Vegan Lentil Loaf (Faux-Meatloaf)

  • 1 cup old fashioned oats (not instant)
  • ½ cup walnuts
  • ½ block extra firm tofu
  • 1 cup cooked brown lentils
  • 1 onion, chopped
  • ½ cup green pepper, finely chopped
  • 3 cloves garlic, minced
  • 1 tbsp ketchup (plus more for top of loaf)
  • 1 tbsp ground flaxseed soaked in 3 tbsp warm water for 10 minutes
  • 3 tbsp yellow corn meal
  • 1 tbsp balsamic vinegar
  • 1 tbsp soy sauce
  • 2 tbsp olive oil
  • ½ tsp cumin
  • 1 tsp chili powder
  • 1 teaspoon dried basil
  • ½ tsp salt (or more to taste)
  • ½ tsp pepper

  1. About a half hour before making this recipe, take out the tofu, drain it, and slice it in half horizontally and vertically. Lay it on some paper towels, and put more paper towels on top, followed by something heavy. (A cutting board works well.) Let the tofu drain for at least 30 minutes, changing the towels when necessary. For this recipe you only use half the tofu, but I don’t like to waste the other half. I slice it into bite-sized pieces, put them in a roasting pan, splash some soy sauce on top and bake them at 375 degrees for about 30 minutes, flipping halfway through.

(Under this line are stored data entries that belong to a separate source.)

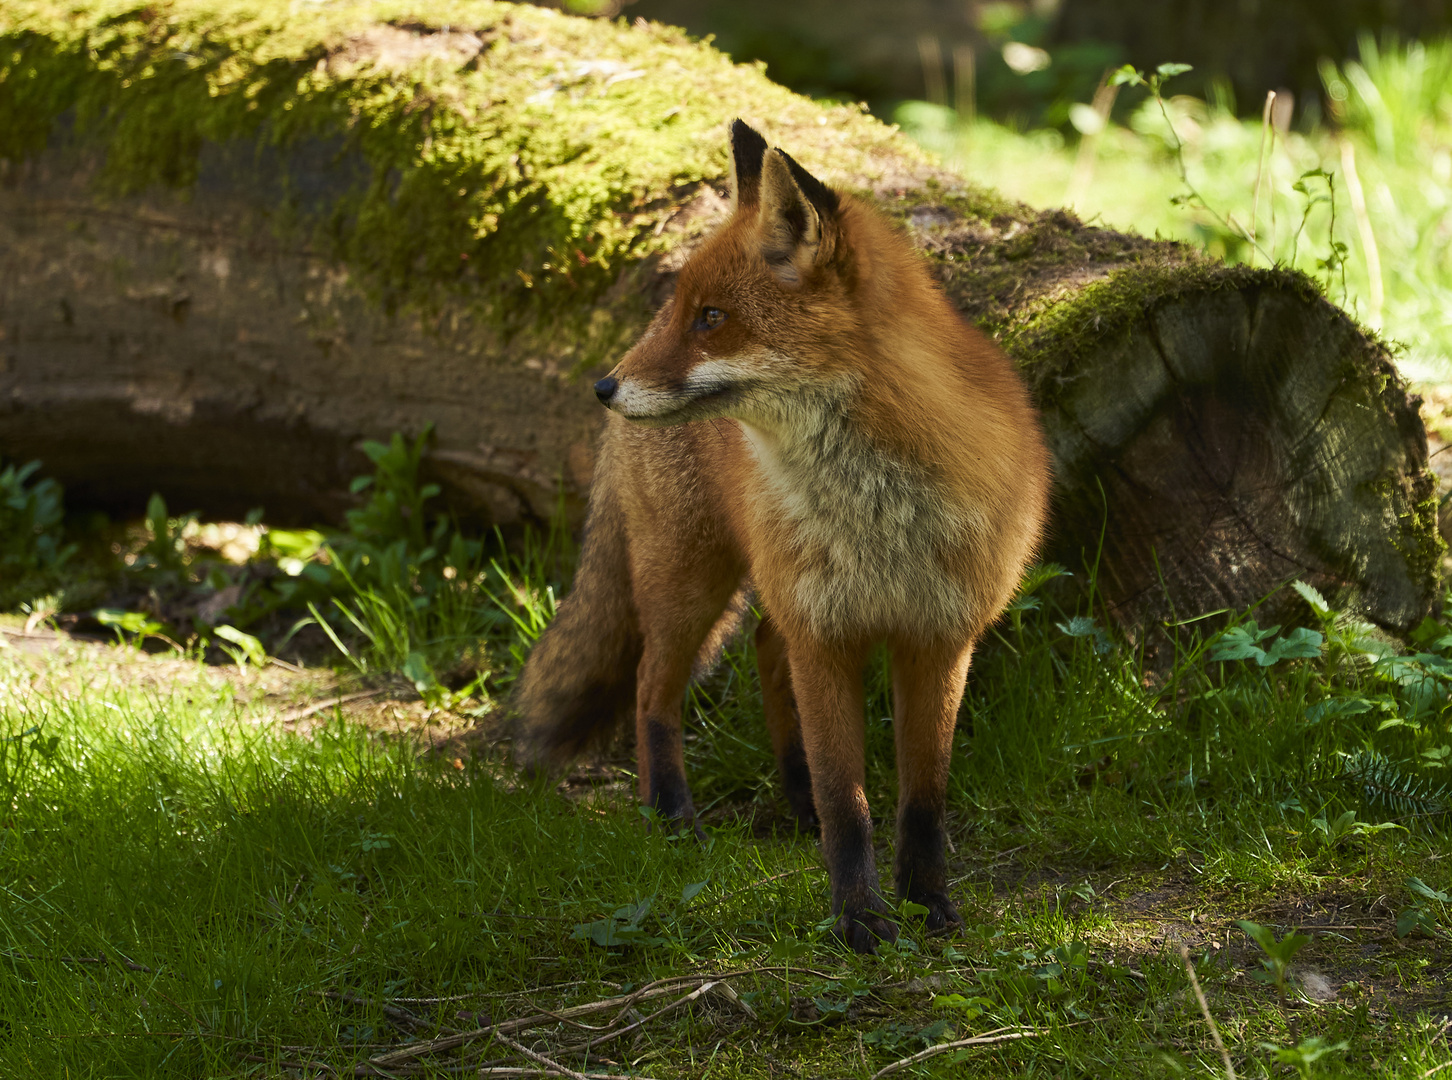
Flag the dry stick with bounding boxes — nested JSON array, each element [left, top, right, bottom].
[[603, 972, 731, 1027], [368, 970, 776, 1069], [319, 990, 459, 1036], [1423, 1061, 1452, 1079], [348, 910, 374, 957], [281, 689, 386, 724], [42, 1031, 204, 1040], [1179, 944, 1236, 1080], [7, 952, 153, 973], [1339, 138, 1384, 324], [238, 1051, 337, 1077], [1251, 90, 1277, 264], [868, 1026, 1049, 1080], [953, 44, 976, 124], [388, 994, 474, 1004], [693, 866, 815, 913], [918, 34, 946, 107], [493, 1033, 590, 1080], [553, 982, 719, 1058], [365, 979, 713, 1068], [475, 1071, 648, 1079]]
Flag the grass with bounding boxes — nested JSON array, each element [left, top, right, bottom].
[[3, 540, 1452, 1078], [895, 36, 1452, 381]]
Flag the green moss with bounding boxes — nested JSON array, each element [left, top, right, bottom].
[[1001, 262, 1324, 385], [1389, 466, 1446, 599], [0, 0, 930, 358]]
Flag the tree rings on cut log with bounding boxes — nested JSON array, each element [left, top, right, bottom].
[[1031, 272, 1438, 634]]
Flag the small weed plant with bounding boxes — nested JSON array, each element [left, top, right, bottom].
[[897, 35, 1452, 377], [0, 460, 74, 609]]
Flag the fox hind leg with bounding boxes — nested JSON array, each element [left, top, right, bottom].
[[755, 615, 817, 831], [889, 638, 973, 934]]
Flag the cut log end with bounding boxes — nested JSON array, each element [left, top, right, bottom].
[[1036, 279, 1439, 634]]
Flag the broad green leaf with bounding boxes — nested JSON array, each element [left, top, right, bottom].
[[1262, 627, 1323, 665], [1304, 697, 1374, 723], [1408, 877, 1451, 903], [1396, 906, 1436, 938], [1109, 64, 1145, 87], [215, 624, 267, 667]]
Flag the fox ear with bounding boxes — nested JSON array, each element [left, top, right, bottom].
[[729, 119, 769, 210], [756, 148, 840, 287]]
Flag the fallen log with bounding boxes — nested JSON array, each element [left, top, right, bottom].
[[0, 1, 1438, 632]]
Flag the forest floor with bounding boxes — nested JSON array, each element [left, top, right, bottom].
[[3, 595, 1452, 1079]]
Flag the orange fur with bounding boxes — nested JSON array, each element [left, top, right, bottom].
[[513, 121, 1050, 952]]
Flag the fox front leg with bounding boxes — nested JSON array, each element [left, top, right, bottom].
[[788, 637, 896, 953], [889, 638, 974, 933]]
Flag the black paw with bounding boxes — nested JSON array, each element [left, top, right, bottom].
[[786, 796, 819, 835], [643, 807, 704, 841], [906, 890, 962, 935], [834, 906, 899, 954]]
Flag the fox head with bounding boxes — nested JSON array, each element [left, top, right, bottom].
[[595, 120, 886, 428]]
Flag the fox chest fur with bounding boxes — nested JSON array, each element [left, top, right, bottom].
[[734, 399, 978, 641]]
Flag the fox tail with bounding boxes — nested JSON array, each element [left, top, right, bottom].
[[512, 477, 641, 769]]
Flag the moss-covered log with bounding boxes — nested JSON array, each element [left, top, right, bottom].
[[0, 1, 1439, 633]]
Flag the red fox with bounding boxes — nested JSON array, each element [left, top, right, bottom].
[[514, 120, 1050, 952]]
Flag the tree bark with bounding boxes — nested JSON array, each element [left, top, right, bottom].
[[0, 3, 1438, 633]]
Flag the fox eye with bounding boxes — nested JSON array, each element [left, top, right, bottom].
[[693, 306, 727, 332]]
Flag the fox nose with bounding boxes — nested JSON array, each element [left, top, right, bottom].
[[594, 377, 619, 404]]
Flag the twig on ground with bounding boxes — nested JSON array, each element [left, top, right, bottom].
[[493, 1033, 590, 1080], [365, 971, 762, 1069], [1180, 943, 1236, 1080], [388, 993, 476, 1004], [1422, 1062, 1452, 1079], [349, 910, 373, 956], [459, 980, 622, 1000], [41, 1031, 202, 1040], [949, 844, 1030, 885], [868, 1026, 1049, 1079], [281, 689, 386, 724], [604, 973, 721, 1026], [319, 989, 460, 1036], [555, 982, 719, 1057], [6, 952, 153, 973], [740, 965, 844, 984], [475, 1071, 647, 1079], [238, 1051, 337, 1077], [709, 979, 757, 1020], [693, 866, 814, 912]]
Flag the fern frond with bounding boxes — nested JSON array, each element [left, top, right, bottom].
[[1339, 751, 1451, 818]]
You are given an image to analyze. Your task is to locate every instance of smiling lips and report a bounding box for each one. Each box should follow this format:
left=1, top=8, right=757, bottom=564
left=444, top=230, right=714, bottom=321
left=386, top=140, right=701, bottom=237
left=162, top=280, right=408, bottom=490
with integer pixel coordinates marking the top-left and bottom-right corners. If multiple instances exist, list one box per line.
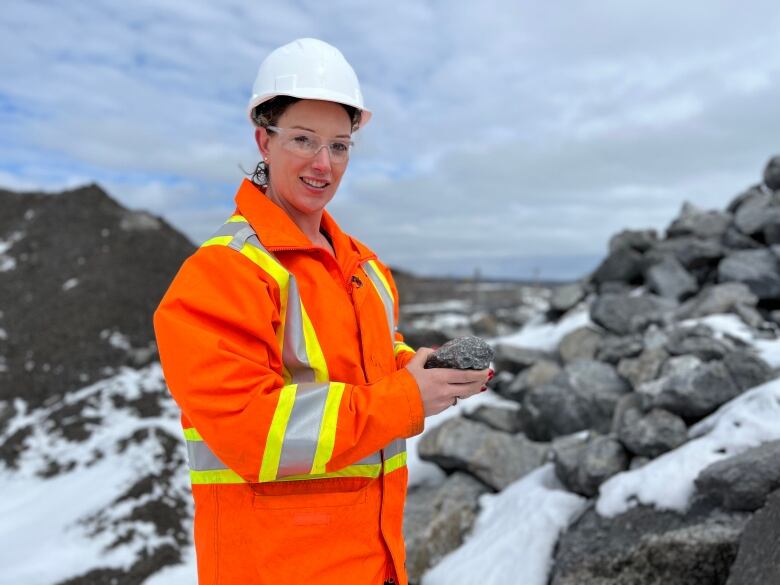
left=301, top=177, right=330, bottom=189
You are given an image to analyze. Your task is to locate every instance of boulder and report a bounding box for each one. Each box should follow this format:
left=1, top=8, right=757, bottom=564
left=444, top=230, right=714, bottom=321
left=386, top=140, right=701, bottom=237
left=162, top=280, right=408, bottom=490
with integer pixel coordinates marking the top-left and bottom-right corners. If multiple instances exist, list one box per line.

Then I store them in the fridge and snack on them throughout the week.
  2. Soak 1 tbsp ground flaxseed in 3 tbsp warm water for 10 minutes.
  3. To cook the lentils, rinse one cup of lentils and add to two cups boiling water. Turn the heat to low and simmer, covered, for 20-25 minutes or until lentils are tender. Drain any excess water. This will make about two cups cooked lentils so you’ll have some leftover.
  4. Add 1 tbsp olive oil to a skillet and sauté onions, garlic and green pepper over medium heat for about 5-6 minutes.
  5. In a food processor, pulse oatmeal for 5 pulses, then pour into large mixing bowl.
  6. Add ½ cup walnuts to food processor and pulse until walnuts are ground. Add to mixing bowl.
  7. Add ½ cup of the cooked lentils to the food processor and process until smooth. Add the ½ cup processed lentils and ½ cup whole lentils to the mixing bowl.
  8. Add half the block of tofu to the mixing bowl, crumbling it with your fingers.
  9. Add the cooked onions and peppers, the flaxseed/water mixture, 1 tbsp ketchup, corn meal, balsamic vinegar, soy sauce, 1 tbsp olive oil, cumin, chili powder, basil, salt and pepper. Mix until well combined. The tofu should be completely blended in with no white particles visible.
  10. Taste the “dough” and adjust seasonings.
  11. Place a sheet of tin foil on a cookie sheet, spray with Pam. Form the mixture into a loaf that is about 2½ inches tall by 4½ inches wide. Coat top and sides with barbecue sauce or ketchup.
  12. Cook loaf in a preheated 375 degree oven for 20 minutes, then cover with tin foil and cook for another 15 minutes. After cooking, let cool for at least 15 minutes before cutting into it.